Freitag, 30. Januar 1998

Wir versaufen unsrer Bonzen ihr klein Bunker …

tilt-Heft 01 98


Regierungsbunker: Wegen Feindbildaufgabe geschlossen
Unterirdische Kanzlerbetten zu Champignonbeeten?
Wir versaufen unsrer Bonzen ihr klein Bunker …
Naja, wenn das so einfach wäre. Erstens ist das Ding gar nicht so klein, und zweitens ist da nicht viel zu versaufen. Die Herren Bonzen möchten ihren Schutzraum, in den sie sich im Falle des Atomknalls zurückziehen wollten, ja selbst gern loswerden – wegen Geldmangels.
Der Regierungsbunker mit der offiziellen Bezeichnung »Ausweichsitz der Verfassungsorgane des Bundes« und dem Tarnnamen »Dienststelle Marienthal« im Ahrtal bei Bonn wird dichtgemacht. Der Dernauer Atombunker entspreche nicht mehr dem Stand der Technik, teilte das Innenministerium dazu mit. Eine umfassende Renovierung würde mehr als 100 Millionen Mark kosten und zehn Jahre dauern. Unter Berücksichtigung der aktuellen Sicherheitslage sei die Anlage entbehrlich, findet das Innenministerium.
Das dicke Ding war in den 60er Jahren für fünf Milliarden Mark gebaut worden. 20 Kilometer südlich von Bonn sollten im Kriegsfall 3000 ausgewählte Personen im 30-Kilometer-Tunnelnetz Platz finden. Zu den besonders schützenswerten Personen gehörte ein Notparlament aus 22 Bundestagsabgeordneten und 11 Bundesratsvertretern, das Verfassungsgericht und – natürlich – die Regierung.
Die Ausstattung des Bunkers war eher spartanisch. Selbst für den Kanzler sei nur ein Feldbett vorgesehen, plauderten einst die Grünen aus. »Da kann man unseren Kanzler nicht reinlegen«, fand der grüne Innenexperte Manfred Such. Die Anlage habe noch nicht einmal den Standard einer Jugendherberge. Dafür hätten die Regierungsmitglieder aber Gerüchten zufolge unterirdisch von Bonn aus in den Bunker gelangen können.
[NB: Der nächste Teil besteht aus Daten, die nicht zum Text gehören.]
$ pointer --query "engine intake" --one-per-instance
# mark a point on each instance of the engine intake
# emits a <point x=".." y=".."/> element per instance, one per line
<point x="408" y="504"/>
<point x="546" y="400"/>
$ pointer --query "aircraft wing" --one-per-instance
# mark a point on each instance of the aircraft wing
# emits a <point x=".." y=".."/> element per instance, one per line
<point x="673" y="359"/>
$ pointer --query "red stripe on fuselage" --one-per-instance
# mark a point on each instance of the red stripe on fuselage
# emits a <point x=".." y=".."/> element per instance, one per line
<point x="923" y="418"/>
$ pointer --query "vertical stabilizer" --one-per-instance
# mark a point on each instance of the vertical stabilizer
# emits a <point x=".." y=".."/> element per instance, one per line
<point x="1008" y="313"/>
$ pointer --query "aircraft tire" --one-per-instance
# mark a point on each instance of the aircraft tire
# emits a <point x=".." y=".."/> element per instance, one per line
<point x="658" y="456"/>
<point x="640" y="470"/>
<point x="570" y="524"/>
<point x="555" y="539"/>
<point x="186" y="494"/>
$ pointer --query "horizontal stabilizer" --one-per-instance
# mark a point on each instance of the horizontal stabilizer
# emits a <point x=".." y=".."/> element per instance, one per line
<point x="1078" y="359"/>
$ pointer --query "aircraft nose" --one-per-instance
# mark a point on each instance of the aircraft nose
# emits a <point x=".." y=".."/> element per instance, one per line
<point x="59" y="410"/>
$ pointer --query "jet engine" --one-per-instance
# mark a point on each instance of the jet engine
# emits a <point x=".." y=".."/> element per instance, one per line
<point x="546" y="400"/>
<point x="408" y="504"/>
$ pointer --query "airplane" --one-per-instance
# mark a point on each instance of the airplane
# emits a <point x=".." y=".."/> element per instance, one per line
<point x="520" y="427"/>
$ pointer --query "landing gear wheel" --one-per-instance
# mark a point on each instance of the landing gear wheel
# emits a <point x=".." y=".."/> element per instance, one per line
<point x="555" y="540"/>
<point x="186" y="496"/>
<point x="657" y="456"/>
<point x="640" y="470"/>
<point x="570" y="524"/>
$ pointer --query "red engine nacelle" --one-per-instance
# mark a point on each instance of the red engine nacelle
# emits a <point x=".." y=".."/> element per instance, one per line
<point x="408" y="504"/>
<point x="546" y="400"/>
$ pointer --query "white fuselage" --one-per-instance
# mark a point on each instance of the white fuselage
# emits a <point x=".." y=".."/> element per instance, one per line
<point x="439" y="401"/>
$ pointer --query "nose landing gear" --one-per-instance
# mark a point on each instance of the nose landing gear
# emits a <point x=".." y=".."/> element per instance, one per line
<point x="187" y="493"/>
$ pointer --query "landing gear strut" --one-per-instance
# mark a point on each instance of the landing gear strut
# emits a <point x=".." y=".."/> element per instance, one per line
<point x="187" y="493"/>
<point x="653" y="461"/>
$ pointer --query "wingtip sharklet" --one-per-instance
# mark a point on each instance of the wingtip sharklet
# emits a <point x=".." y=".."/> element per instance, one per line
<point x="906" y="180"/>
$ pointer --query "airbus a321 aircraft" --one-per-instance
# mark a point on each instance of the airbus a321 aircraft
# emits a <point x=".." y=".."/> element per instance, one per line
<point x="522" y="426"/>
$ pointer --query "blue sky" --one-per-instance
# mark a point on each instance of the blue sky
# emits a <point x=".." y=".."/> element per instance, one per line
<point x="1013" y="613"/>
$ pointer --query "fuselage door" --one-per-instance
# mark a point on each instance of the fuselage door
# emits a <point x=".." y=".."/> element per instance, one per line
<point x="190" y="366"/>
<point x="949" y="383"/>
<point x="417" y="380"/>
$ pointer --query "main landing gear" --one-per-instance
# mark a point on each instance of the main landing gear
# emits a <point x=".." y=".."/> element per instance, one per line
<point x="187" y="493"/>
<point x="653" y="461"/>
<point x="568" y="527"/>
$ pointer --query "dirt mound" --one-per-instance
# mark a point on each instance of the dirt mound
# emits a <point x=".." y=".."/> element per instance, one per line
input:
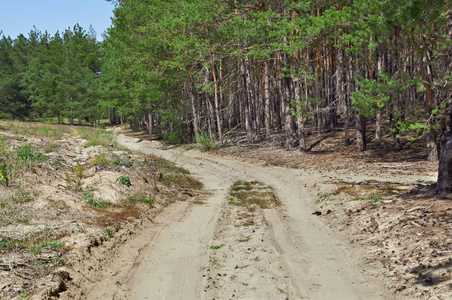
<point x="68" y="203"/>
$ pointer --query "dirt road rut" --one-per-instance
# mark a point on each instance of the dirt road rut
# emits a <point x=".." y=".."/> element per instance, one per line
<point x="295" y="257"/>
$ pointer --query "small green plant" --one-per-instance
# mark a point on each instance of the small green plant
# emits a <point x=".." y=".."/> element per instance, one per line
<point x="232" y="201"/>
<point x="4" y="175"/>
<point x="79" y="170"/>
<point x="322" y="197"/>
<point x="216" y="247"/>
<point x="210" y="264"/>
<point x="73" y="185"/>
<point x="109" y="233"/>
<point x="55" y="244"/>
<point x="22" y="196"/>
<point x="207" y="141"/>
<point x="93" y="201"/>
<point x="35" y="249"/>
<point x="29" y="155"/>
<point x="247" y="193"/>
<point x="25" y="295"/>
<point x="124" y="179"/>
<point x="148" y="202"/>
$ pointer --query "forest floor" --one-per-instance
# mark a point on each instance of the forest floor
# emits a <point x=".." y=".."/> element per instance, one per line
<point x="270" y="224"/>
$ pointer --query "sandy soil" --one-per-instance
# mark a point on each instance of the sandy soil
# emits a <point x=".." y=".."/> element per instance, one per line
<point x="346" y="225"/>
<point x="212" y="250"/>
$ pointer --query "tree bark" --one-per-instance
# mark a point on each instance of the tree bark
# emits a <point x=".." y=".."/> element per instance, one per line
<point x="267" y="119"/>
<point x="361" y="143"/>
<point x="193" y="107"/>
<point x="150" y="124"/>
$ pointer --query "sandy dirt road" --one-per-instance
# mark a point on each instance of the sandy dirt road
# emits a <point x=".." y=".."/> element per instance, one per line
<point x="299" y="258"/>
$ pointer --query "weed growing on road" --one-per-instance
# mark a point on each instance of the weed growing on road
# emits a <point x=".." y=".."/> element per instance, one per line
<point x="216" y="247"/>
<point x="247" y="193"/>
<point x="375" y="200"/>
<point x="210" y="264"/>
<point x="109" y="233"/>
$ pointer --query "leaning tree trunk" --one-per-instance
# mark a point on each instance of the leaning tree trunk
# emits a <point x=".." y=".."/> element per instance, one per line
<point x="444" y="182"/>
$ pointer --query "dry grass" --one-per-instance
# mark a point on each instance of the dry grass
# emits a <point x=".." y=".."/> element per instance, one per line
<point x="247" y="193"/>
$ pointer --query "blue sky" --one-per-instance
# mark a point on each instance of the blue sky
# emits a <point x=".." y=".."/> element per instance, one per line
<point x="19" y="16"/>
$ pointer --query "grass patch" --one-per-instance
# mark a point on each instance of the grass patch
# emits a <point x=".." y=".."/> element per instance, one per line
<point x="95" y="136"/>
<point x="29" y="156"/>
<point x="113" y="160"/>
<point x="247" y="193"/>
<point x="93" y="201"/>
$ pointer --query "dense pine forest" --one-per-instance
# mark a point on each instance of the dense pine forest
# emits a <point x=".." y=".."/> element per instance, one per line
<point x="181" y="68"/>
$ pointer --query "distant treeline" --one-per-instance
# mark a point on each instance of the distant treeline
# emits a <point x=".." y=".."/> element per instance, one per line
<point x="262" y="66"/>
<point x="43" y="76"/>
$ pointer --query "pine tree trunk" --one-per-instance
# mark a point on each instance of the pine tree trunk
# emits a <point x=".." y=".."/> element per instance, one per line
<point x="150" y="124"/>
<point x="378" y="125"/>
<point x="217" y="105"/>
<point x="193" y="108"/>
<point x="444" y="182"/>
<point x="248" y="94"/>
<point x="361" y="143"/>
<point x="267" y="119"/>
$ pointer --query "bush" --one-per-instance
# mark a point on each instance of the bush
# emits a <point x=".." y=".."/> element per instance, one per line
<point x="206" y="140"/>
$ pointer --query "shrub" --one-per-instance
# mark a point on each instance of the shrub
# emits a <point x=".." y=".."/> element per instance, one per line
<point x="206" y="140"/>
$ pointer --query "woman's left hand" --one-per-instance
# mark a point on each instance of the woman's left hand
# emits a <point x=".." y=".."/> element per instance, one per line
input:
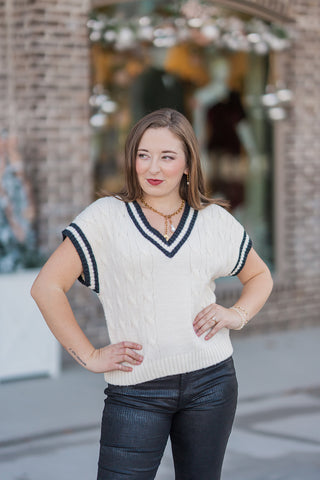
<point x="215" y="317"/>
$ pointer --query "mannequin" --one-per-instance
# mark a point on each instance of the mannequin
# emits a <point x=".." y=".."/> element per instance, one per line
<point x="155" y="88"/>
<point x="224" y="134"/>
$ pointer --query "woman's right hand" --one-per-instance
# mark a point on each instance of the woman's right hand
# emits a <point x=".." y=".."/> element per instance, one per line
<point x="110" y="358"/>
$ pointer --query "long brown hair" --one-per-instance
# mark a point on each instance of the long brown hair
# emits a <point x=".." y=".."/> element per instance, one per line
<point x="194" y="193"/>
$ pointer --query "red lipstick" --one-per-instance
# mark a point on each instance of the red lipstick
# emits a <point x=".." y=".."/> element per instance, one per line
<point x="153" y="181"/>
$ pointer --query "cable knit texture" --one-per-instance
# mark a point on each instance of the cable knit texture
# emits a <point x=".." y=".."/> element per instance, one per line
<point x="150" y="289"/>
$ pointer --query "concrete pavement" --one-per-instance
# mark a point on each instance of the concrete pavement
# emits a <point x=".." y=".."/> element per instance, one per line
<point x="49" y="428"/>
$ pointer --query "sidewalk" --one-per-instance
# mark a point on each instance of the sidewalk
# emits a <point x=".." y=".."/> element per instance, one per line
<point x="50" y="428"/>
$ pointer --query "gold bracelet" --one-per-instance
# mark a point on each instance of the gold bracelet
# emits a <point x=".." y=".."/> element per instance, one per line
<point x="243" y="315"/>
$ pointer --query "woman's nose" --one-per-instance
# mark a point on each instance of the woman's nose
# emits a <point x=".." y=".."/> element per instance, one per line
<point x="154" y="165"/>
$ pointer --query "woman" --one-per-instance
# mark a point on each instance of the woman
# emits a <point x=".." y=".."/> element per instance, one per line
<point x="152" y="253"/>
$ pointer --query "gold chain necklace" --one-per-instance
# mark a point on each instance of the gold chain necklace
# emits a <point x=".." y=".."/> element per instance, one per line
<point x="166" y="217"/>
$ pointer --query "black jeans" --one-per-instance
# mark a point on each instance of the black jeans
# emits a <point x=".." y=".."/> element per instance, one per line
<point x="196" y="409"/>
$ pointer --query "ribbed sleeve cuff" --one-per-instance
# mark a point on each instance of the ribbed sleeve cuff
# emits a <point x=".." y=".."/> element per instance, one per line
<point x="245" y="248"/>
<point x="90" y="276"/>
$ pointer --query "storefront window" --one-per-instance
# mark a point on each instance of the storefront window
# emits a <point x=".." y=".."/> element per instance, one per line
<point x="208" y="63"/>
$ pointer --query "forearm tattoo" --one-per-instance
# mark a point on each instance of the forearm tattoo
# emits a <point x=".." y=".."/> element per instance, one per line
<point x="77" y="357"/>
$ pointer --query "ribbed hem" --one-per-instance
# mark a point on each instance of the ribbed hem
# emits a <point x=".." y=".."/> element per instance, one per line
<point x="183" y="363"/>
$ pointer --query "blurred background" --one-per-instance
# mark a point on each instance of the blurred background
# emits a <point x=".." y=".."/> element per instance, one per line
<point x="74" y="77"/>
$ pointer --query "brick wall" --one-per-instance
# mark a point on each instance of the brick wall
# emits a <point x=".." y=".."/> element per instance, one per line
<point x="44" y="88"/>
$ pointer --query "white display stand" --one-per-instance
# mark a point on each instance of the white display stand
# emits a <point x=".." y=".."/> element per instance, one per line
<point x="27" y="347"/>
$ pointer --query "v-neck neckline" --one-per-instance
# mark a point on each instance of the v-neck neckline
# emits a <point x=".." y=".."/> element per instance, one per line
<point x="180" y="235"/>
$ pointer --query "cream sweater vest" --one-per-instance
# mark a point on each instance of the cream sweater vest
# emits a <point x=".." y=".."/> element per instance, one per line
<point x="150" y="289"/>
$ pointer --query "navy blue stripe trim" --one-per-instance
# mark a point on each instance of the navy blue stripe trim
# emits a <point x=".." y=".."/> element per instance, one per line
<point x="179" y="245"/>
<point x="87" y="281"/>
<point x="240" y="263"/>
<point x="156" y="232"/>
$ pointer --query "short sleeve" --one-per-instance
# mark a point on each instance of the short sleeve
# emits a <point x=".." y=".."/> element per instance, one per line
<point x="235" y="244"/>
<point x="84" y="235"/>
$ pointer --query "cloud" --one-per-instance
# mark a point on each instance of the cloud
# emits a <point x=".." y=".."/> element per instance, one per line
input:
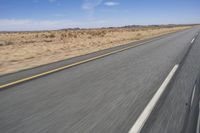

Ansonsten waren Details über den Tunnelbau geheim; alle Teilnehmer der dort regelmäßig stattfindenden Übungen zum Dritten Weltkrieg mußten die Verpflichtung unterschreiben, selbst Ehepartnern nichts über das zweiwöchige Leben unter Tage zu berichten. Nicht selten kam es unter den Eingepferchten zu Nervenzusammenbrüchen und depressiven Phasen. Und was die Mächtigen von dort aus nach ein Atomschlag noch zu verwalten gehabt hätten außer sich selbst, war ohnehin niemandem klar. Noch 1987 bei ein Wintex/Cimex-Manöver hatte die Friedensbewegung zu einem »Tag der offenen Tür am Regierungsbunker« aufgerufen und in Dernau demonstriert.
Unklar bleibt, ob die Mächtigen demnächst im Schutze der Geheimhaltung bei Berlin ihr unterirdisches Hauptquartier für den Ernstfall aufschlagen wollen. Für den Ahrbunker hat jedenfalls hat Manfred Such ein Nutzungskonzept parat. Man könne dort ja, fand der Polizist, Champignons züchten.

Thomas Schüsslin
Dieser Text wurde der tilt-Ausgabe 1/98 entnommen.